Nextflow - Trials and Tribulations of Installing and Using NF-Core RNAseq

INSTALLATION

For some reason, I struggled to get things installed correctly. Installing Nextflow was straightforward and didn’t have any issues. First bump in the road came from the installation directions for NF-Core RNAseq. The instructions say “Download the pipeline and test it..”. Well, that doesn’t indicate how/where to download. To add to the confusion (will be evident how in a bit), the previous step says to “only use Conda as a last resort”. Okay, so how do I get the NF-Core RNAseq? I downloaded the latest release from the GitHub Release page. After doing that, I couldn’t figure out how to just get a basic command (e.g. nf-core download) to run. I managed to discover that I likely needed to install nf-core Tools. However, doing that meant that I would have to use either Conda or Docker. Docker seemed overly complicated (didn’t want to have to deal with re-learning container/image usage and within the confines of a SLURM environment like Mox - this whole thing was supposed to be quick and easy!) and using Conda was strongly discouraged for the NF-Core RNAseq. For “simplicity” I went the Conda route. This is where everything went awry…
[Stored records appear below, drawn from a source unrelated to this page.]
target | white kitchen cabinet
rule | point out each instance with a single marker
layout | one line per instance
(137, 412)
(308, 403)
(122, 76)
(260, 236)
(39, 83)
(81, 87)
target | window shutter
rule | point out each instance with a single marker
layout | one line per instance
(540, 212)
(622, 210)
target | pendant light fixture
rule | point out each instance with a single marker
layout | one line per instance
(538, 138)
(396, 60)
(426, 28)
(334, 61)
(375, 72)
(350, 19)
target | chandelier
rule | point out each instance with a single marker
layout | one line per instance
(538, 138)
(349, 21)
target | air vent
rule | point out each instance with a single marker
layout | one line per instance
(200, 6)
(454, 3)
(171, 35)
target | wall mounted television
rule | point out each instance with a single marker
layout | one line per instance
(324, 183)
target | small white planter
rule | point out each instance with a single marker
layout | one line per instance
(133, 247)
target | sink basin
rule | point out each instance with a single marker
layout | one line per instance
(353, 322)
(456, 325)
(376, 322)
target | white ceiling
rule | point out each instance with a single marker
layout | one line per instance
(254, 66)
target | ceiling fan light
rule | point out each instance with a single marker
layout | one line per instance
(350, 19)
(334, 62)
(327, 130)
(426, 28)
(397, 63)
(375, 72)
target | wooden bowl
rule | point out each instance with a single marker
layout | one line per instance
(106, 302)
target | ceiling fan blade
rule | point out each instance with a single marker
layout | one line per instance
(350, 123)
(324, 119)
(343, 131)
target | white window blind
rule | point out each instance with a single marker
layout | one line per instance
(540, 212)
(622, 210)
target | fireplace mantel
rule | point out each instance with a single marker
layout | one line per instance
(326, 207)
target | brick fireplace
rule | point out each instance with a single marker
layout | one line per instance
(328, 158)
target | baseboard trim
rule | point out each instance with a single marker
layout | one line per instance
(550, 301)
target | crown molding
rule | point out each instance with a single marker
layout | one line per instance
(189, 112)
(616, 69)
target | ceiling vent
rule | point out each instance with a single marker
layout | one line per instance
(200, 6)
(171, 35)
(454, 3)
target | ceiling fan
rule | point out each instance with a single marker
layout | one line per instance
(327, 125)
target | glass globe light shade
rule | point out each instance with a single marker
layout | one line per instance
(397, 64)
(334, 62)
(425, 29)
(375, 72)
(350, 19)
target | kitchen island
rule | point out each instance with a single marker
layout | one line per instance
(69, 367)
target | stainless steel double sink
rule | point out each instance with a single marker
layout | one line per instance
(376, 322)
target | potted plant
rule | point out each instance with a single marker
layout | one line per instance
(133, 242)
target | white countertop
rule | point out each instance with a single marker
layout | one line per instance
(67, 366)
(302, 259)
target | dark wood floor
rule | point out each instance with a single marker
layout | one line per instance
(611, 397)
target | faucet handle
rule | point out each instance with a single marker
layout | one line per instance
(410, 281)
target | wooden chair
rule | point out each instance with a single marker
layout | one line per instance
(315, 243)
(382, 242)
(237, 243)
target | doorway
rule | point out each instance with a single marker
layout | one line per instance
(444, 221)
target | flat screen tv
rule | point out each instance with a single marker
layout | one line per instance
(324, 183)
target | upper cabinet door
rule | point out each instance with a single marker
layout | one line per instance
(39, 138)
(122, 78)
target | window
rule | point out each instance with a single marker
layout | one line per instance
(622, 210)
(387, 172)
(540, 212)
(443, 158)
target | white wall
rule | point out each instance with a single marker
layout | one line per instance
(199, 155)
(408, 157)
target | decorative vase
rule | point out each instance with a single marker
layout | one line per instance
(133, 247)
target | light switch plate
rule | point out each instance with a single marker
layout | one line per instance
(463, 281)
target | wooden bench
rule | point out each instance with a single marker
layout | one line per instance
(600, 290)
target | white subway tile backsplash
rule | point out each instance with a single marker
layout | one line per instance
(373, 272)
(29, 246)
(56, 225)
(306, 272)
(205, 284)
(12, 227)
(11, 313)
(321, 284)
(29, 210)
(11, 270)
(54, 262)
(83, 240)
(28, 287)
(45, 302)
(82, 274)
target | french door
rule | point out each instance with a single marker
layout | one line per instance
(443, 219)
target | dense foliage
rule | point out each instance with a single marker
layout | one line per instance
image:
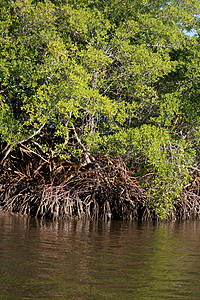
(105, 79)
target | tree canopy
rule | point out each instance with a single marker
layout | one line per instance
(106, 78)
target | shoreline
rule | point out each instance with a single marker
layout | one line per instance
(91, 202)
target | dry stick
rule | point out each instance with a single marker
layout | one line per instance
(20, 142)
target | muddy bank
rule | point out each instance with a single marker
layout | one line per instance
(93, 201)
(48, 187)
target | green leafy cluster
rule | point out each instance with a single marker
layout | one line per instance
(116, 78)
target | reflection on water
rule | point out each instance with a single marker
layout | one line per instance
(96, 260)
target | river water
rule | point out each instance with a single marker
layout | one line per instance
(98, 260)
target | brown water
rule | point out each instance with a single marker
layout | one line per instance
(87, 260)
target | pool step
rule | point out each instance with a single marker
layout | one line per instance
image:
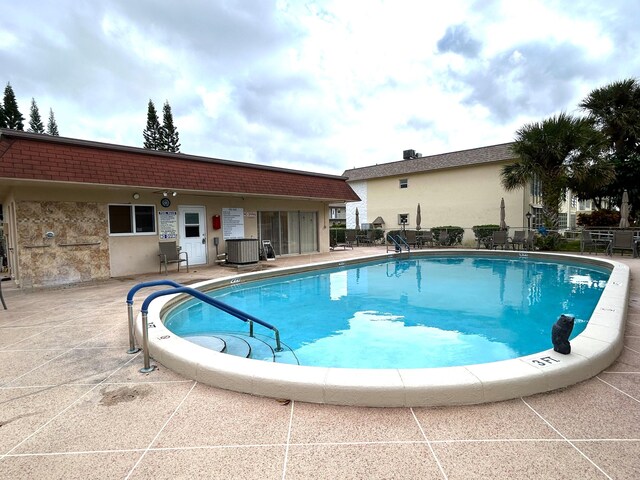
(242, 345)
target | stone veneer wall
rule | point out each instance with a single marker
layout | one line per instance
(79, 251)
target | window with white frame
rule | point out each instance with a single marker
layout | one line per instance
(132, 220)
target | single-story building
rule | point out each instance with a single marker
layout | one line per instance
(76, 210)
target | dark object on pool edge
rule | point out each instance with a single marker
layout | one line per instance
(560, 334)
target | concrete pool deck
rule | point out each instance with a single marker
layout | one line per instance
(75, 406)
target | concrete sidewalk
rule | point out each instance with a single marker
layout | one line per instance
(73, 405)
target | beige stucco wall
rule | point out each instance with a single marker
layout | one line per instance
(458, 196)
(80, 215)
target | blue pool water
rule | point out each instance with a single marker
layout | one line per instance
(416, 313)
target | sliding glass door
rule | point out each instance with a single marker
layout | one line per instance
(290, 232)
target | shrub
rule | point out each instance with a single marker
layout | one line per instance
(551, 241)
(338, 234)
(599, 218)
(484, 231)
(455, 234)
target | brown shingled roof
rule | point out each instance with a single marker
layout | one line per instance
(31, 156)
(474, 156)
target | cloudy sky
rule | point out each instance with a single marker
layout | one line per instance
(314, 85)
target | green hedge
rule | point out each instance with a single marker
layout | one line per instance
(484, 233)
(455, 234)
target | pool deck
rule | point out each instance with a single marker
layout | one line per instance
(73, 405)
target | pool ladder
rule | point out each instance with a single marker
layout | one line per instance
(245, 317)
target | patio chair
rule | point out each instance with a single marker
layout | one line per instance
(623, 240)
(519, 239)
(411, 238)
(443, 238)
(587, 242)
(333, 244)
(531, 238)
(350, 237)
(425, 239)
(170, 253)
(500, 239)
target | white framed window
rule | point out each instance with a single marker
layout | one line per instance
(132, 219)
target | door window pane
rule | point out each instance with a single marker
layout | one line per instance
(191, 218)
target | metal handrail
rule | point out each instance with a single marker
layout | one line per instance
(245, 317)
(396, 241)
(132, 292)
(401, 238)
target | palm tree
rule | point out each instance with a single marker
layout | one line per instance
(615, 108)
(560, 151)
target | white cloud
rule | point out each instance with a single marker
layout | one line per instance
(320, 85)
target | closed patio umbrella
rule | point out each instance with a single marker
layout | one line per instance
(624, 210)
(503, 225)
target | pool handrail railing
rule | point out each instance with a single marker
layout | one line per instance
(245, 317)
(397, 240)
(132, 292)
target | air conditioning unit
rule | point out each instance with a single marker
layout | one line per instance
(407, 154)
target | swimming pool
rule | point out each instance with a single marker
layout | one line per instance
(593, 350)
(422, 312)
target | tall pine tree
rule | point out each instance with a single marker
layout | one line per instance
(13, 117)
(35, 122)
(169, 138)
(153, 132)
(52, 126)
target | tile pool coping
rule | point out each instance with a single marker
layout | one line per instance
(591, 352)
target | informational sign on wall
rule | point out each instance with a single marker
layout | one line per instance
(232, 223)
(168, 225)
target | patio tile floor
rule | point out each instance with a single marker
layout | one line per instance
(73, 405)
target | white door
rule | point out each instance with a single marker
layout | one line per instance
(193, 234)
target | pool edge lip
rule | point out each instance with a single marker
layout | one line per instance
(592, 351)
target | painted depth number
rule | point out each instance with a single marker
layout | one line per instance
(544, 361)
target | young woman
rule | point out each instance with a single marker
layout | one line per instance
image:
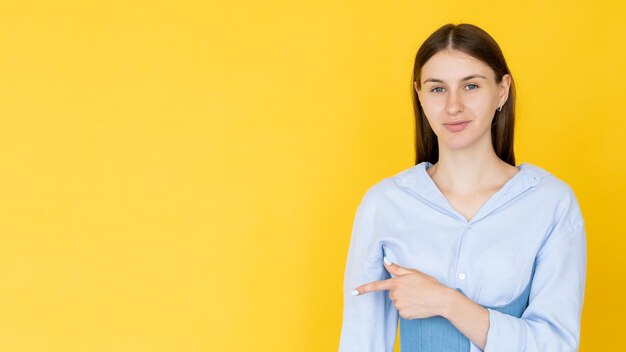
(467, 250)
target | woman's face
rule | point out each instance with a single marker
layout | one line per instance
(459, 95)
The pipeline is designed to have internet access to update and download newer config files automatically. Knowing that running SLURM job wouldn’t have internet access, I followed the instructions for downloading a pipeline for offlne use. Running the nf-core download command initiated an interactive mode to specify things, like which version to download, whether or not to provide a directory for $NXF_SINGULARITY_CACHEDIR, and whether or not to compress the Singularity container that would be downloaded. Setting $NXF_SINGULARITY_CACHEDIR seemed to cause issues. Additionally, the Singulairity download was surprisingly fast.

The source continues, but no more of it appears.